Bu Maryam dan Sabrina melotot. Kedua wanita itu tidak menyangka Zidan akan berbuat begitu.
"Mereka adalah tamu. Kewajiban kita memuliakan tamu yang datang ke rumah," kata Zidan kepada Sabrina.
Walau benci dan marah, Bu Maryam memberikan dua gelas air putih dan setoples biskuit. Rencananya dia juga mau memberikan brownies gosong buatan Sabrina, tetapi di cegah oleh Zidan.
"Mah, jangan mempermalukan diri sendiri. Jangan buat wanita itu punya cela untuk menjelek-jelekkan Mamah," ucap Zidan.
"Tapi, Zidan ...."
"Jangan buat hati Mamah terluka lagi. Tunjukkan kalau Mamah adalah wanita kuat dan buat Bapak menyesal sudah melepaskan Mamah dan memilih wanita itu," ujar Zidan dengan nada lembut.

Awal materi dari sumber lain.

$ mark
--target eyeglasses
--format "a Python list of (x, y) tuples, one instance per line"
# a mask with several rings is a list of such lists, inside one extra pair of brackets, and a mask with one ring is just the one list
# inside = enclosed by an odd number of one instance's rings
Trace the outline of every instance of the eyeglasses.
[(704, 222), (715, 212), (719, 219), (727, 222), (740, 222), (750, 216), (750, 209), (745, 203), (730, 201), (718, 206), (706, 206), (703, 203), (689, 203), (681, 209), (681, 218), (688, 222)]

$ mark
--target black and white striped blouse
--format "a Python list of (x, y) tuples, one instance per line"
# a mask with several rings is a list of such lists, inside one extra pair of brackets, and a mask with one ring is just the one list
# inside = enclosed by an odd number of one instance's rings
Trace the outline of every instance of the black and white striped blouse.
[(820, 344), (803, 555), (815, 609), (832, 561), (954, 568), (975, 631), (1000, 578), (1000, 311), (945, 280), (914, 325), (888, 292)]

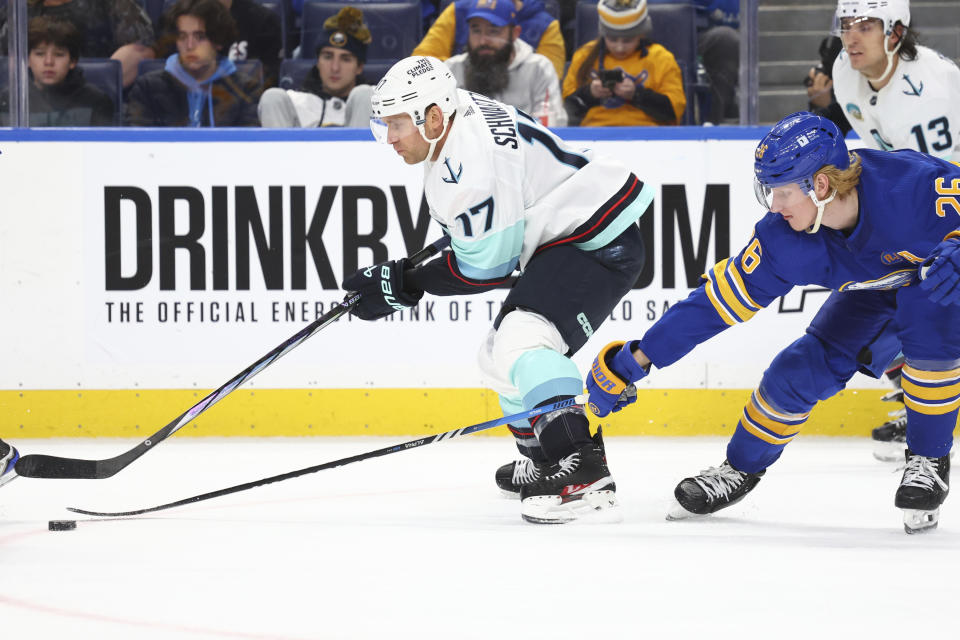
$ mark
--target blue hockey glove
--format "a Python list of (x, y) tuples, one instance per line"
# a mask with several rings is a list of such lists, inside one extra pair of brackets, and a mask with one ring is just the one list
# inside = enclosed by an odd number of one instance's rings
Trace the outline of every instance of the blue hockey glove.
[(360, 294), (360, 302), (350, 313), (361, 320), (376, 320), (417, 304), (423, 297), (423, 291), (411, 292), (403, 289), (403, 271), (406, 265), (406, 259), (389, 260), (344, 278), (344, 290)]
[(611, 342), (594, 358), (587, 377), (587, 391), (590, 392), (587, 406), (597, 417), (620, 411), (637, 401), (637, 389), (633, 383), (646, 377), (648, 371), (633, 357), (635, 344), (636, 341)]
[(943, 306), (960, 304), (960, 238), (947, 238), (920, 266), (920, 288)]

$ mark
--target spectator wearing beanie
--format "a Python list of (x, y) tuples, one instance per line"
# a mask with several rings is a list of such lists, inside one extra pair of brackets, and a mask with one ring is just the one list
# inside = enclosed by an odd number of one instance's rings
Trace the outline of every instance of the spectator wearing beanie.
[(370, 126), (373, 87), (357, 84), (372, 37), (363, 12), (344, 7), (323, 23), (326, 31), (317, 47), (317, 64), (299, 91), (267, 89), (260, 99), (264, 127)]

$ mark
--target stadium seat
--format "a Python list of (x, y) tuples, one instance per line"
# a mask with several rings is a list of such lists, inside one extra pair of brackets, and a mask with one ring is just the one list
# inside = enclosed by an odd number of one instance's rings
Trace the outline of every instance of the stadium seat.
[(123, 71), (119, 60), (109, 58), (80, 58), (77, 66), (83, 69), (83, 77), (113, 101), (113, 124), (123, 124)]
[[(443, 12), (447, 8), (448, 4), (453, 3), (454, 0), (440, 0), (440, 8), (437, 10), (437, 15)], [(543, 8), (547, 10), (547, 13), (552, 15), (556, 19), (560, 19), (560, 2), (559, 0), (543, 0)]]
[[(157, 14), (157, 19), (154, 22), (154, 25), (159, 26), (160, 16), (167, 12), (167, 10), (174, 5), (176, 0), (140, 0), (147, 3), (147, 13), (150, 12), (150, 4), (160, 4), (160, 13)], [(289, 0), (255, 0), (258, 4), (263, 5), (270, 11), (273, 11), (277, 14), (277, 18), (280, 19), (280, 44), (283, 46), (284, 54), (287, 51), (287, 11), (289, 8)], [(152, 16), (151, 16), (152, 18)]]
[[(364, 21), (373, 34), (367, 48), (367, 60), (406, 58), (422, 37), (420, 3), (416, 0), (358, 3)], [(323, 22), (343, 8), (343, 2), (308, 0), (303, 5), (301, 58), (314, 59), (323, 37)]]
[[(376, 84), (380, 81), (390, 67), (394, 65), (393, 60), (382, 62), (368, 62), (363, 65), (363, 76), (361, 80), (365, 84)], [(280, 63), (280, 82), (281, 89), (299, 89), (303, 84), (303, 79), (307, 76), (316, 60), (312, 58), (289, 58)]]

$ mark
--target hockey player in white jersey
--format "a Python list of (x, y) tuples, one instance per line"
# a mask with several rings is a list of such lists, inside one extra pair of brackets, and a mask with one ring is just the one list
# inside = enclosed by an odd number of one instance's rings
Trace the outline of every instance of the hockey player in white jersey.
[[(917, 44), (909, 0), (839, 0), (835, 35), (844, 49), (833, 65), (833, 89), (847, 120), (868, 147), (915, 149), (960, 161), (960, 69)], [(900, 388), (903, 358), (886, 373), (900, 408), (873, 430), (873, 455), (902, 461), (907, 418)]]
[(864, 143), (960, 160), (960, 69), (917, 44), (909, 0), (839, 0), (835, 32), (833, 90)]
[[(424, 164), (430, 215), (451, 250), (417, 268), (404, 260), (344, 279), (372, 320), (424, 292), (461, 295), (510, 282), (479, 363), (505, 415), (583, 390), (569, 356), (584, 345), (643, 266), (637, 219), (653, 191), (619, 162), (574, 149), (529, 115), (457, 88), (431, 57), (401, 60), (377, 84), (371, 128), (407, 164)], [(581, 407), (510, 426), (524, 454), (497, 472), (523, 518), (619, 518), (602, 440)]]
[(20, 459), (16, 447), (0, 440), (0, 487), (17, 477), (13, 465)]

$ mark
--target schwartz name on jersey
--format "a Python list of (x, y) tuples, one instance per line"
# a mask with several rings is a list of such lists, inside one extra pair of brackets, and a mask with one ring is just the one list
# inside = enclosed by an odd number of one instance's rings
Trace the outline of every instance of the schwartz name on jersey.
[(853, 231), (797, 232), (768, 212), (740, 253), (717, 263), (644, 335), (640, 348), (654, 365), (676, 362), (794, 285), (841, 292), (910, 286), (933, 249), (948, 235), (960, 235), (960, 167), (912, 150), (856, 153), (863, 173)]
[(415, 271), (419, 288), (477, 293), (546, 247), (598, 249), (653, 200), (653, 189), (620, 163), (571, 148), (514, 107), (458, 93), (440, 156), (424, 163), (430, 215), (453, 251)]
[(833, 91), (866, 145), (960, 160), (960, 69), (933, 49), (918, 46), (915, 60), (900, 60), (880, 91), (842, 51), (833, 65)]

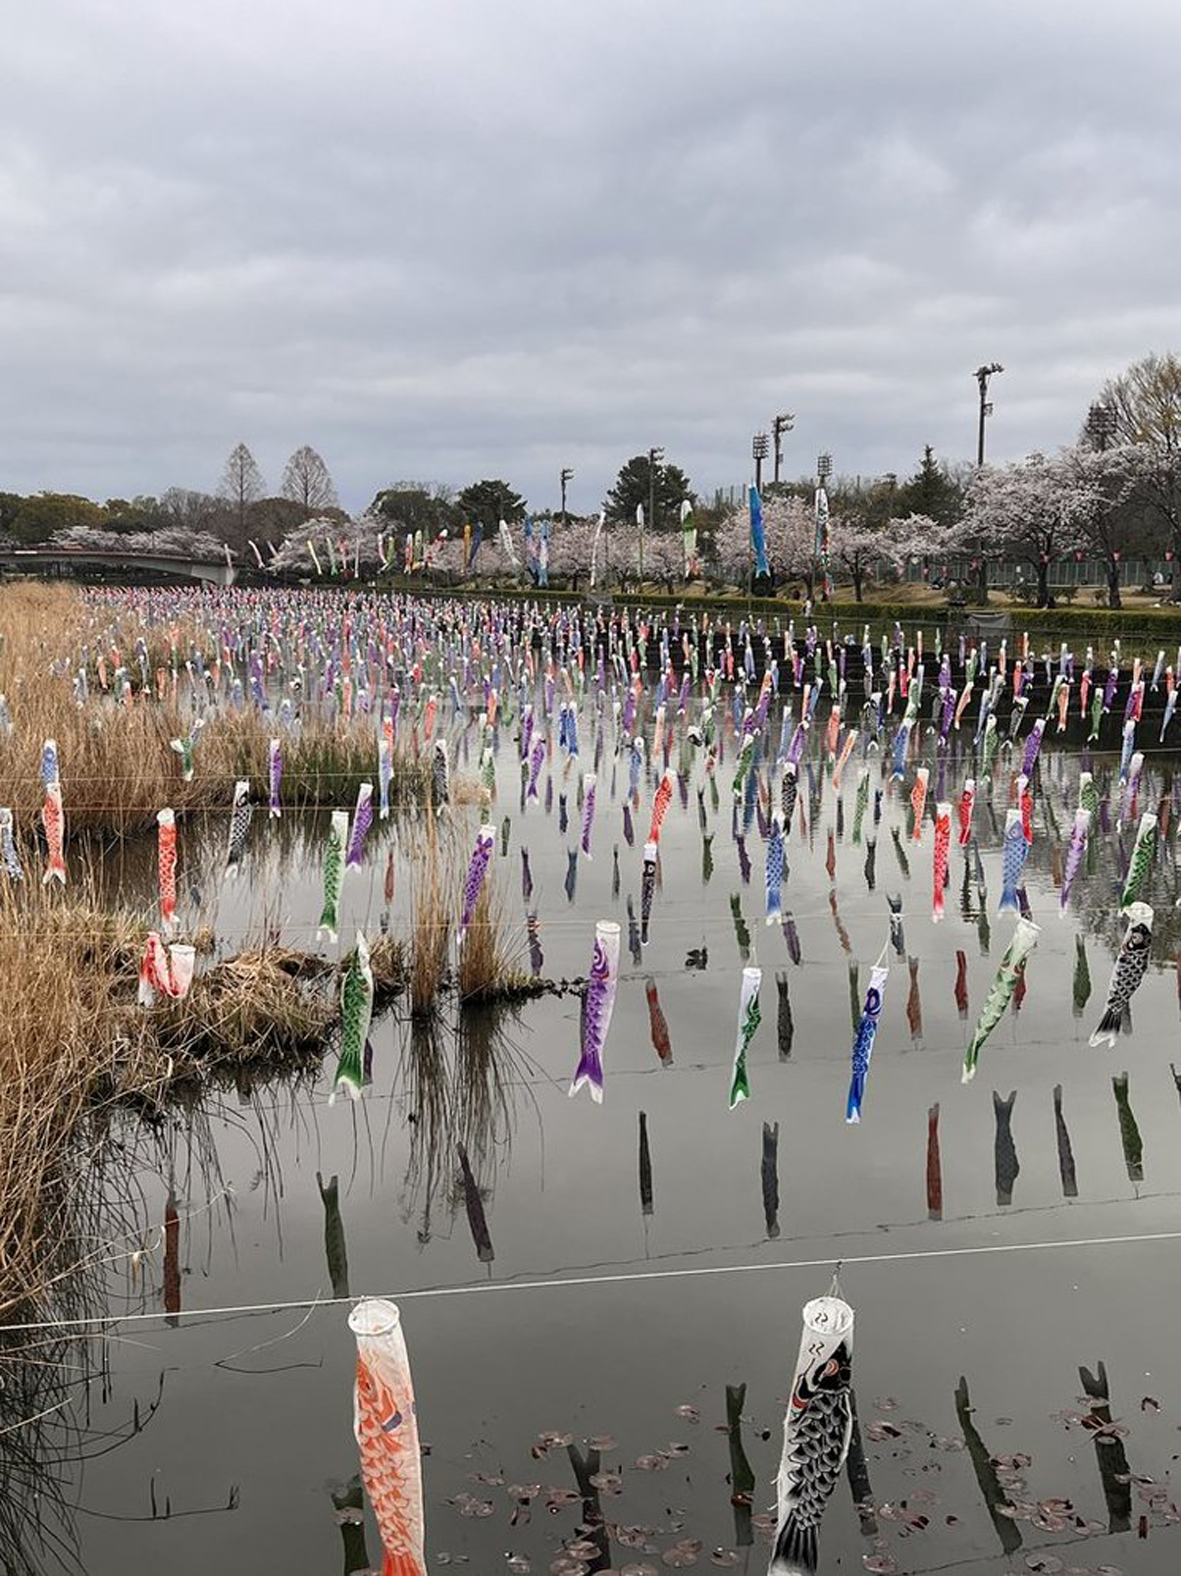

Sementara itu, Sabrina lupa dengan perintah ibu mertuanya untuk mengganti belanjaan yang salah tadi. Perempuan itu duduk dengan tatapan tajam kepada Niken. Dia bisa menilai kalau istri kedua Pak Yadi, usianya jauh lebih muda dari Bu Maryam. Karena kulitnya masih terlihat kencang dan gaya berpenampilannya juga seperti ibu-ibu muda.
Niken memang baru berusia 35 tahun, terpaut 15 tahun dengan Pak Yadi. Ketika menikah dengan Pak Yadi usianya baru 20 tahun, tetapi sudah punya dua orang anak yang masih kecil-kecil.
"Bapak, kok, bawa banyak barang di depan?" tanya Zidan.
Sabrina dan Bu Maryam baru sadar kalau di teras dekat kursi ada beberapa tas dan dua. Tadi mereka tidak memerhatikan itu.
"Mulai sekarang Bapak akan tinggal di sini," jawab Pak Yadi.
"Apa?" pekik Bu Maryam yang terlihat terkejut sekaligus tidak percaya.